Ketika ditanya lebih lanjut mengenai langkah realisasi kebijakan ini, Ferry menjelaskan bahwa langkah awal adalah pemetaan lahan dan potensi produksi dari para petani sawit yang tergabung dalam koperasi. Selain itu, diperlukan juga strategi kolaborasi yang erat antara pemerintah pusat dan daerah, serta dukungan dari pihak swasta untuk pengembangan teknologi pengolahan minyak goreng yang ramah lingkungan serta efisien.

"Sebenarnya, dengan lahan yang dikelola oleh para petani koperasi, peluang untuk menciptakan rantai produksi yang lengkap dari hulu ke hilir sangat besar. Ini adalah kesempatan emas untuk menekan biaya produksi dan mendulang keuntungan lebih besar," imbuh Ferry saat memberikan penjelasan lebih rinci. Dirinya optimis bahwa model bisnis ini akan mencetuskan sistem pertanian yang lebih inklusif dan berkeadilan.

Dampak dari realisasi inisiatif ini juga digadang-gadang mampu mendorong pertumbuhan ekonomi lokal dan menciptakan lapangan kerja baru, khususnya di daerah-daerah sentral produksi sawit.

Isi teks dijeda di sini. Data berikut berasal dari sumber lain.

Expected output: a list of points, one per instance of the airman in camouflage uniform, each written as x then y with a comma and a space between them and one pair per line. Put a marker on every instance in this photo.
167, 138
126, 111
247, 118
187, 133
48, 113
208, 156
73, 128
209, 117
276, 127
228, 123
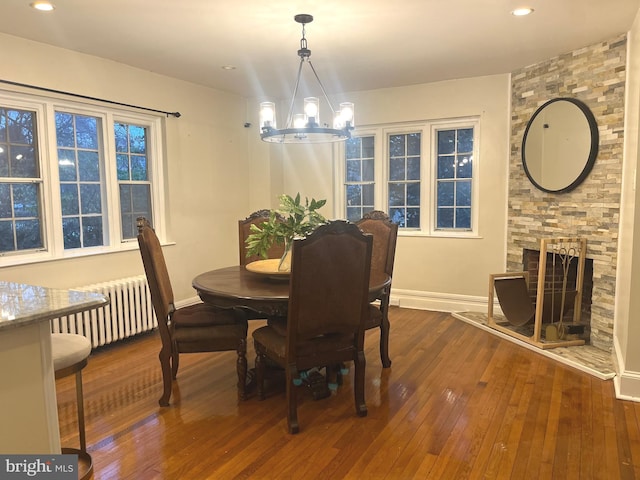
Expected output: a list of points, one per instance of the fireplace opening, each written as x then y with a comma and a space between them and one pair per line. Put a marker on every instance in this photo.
554, 281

Di masa depan, kesuksesan program ini diyakini mampu menjadi role model yang dapat diterapkan pada sektor pertanian dan komoditas lainnya.

Langkah pengembangan mandiri ini, di satu sisi, menjadi sebuah proyeksi untuk mengurangi beban devisa negara—terutama terkait impor bahan baku minyak goreng dan meningkatkan volume ekspor melalui pengayaan nilai tambah pada produk-produk turunan sawit. "Insyallah, dukungan penuh dari Kementerian Koperasi akan terus kami upayakan," ujar Ferry menutup keterangannya dengan optimistis.

Pendekatan strategis ini disambut baik oleh berbagai pihak, termasuk asosiasi petani sawit, yang melihatnya sebagai peluang besar dalam meningkatkan daya saing dan menciptakan sistem produksi yang lebih berkelanjutan. Kesuksesan dalam implementasi program ini tentunya tidak hanya bergantung pada dorongan kebijakan pemerintah, tetapi juga kerjasama dan komitmen kolektif dari seluruh pemangku kepentingan dalam industri terkait.

Melihat kemungkinan besarnya dampak positif yang dapat dituai, harapannya ini bisa jadi langkah awal transformasi industri sawit menjadi lebih responsif terhadap kebutuhan pasar dan kepentingan nasional. Dukungan dan persiapan dari semua pemangku kepentingan sangatlah esensial untuk menjadikan mimpi kemandirian produksi ini sebagai kenyataan yang membawa kesejahteraan bagi seluruh masyarakat Indonesia.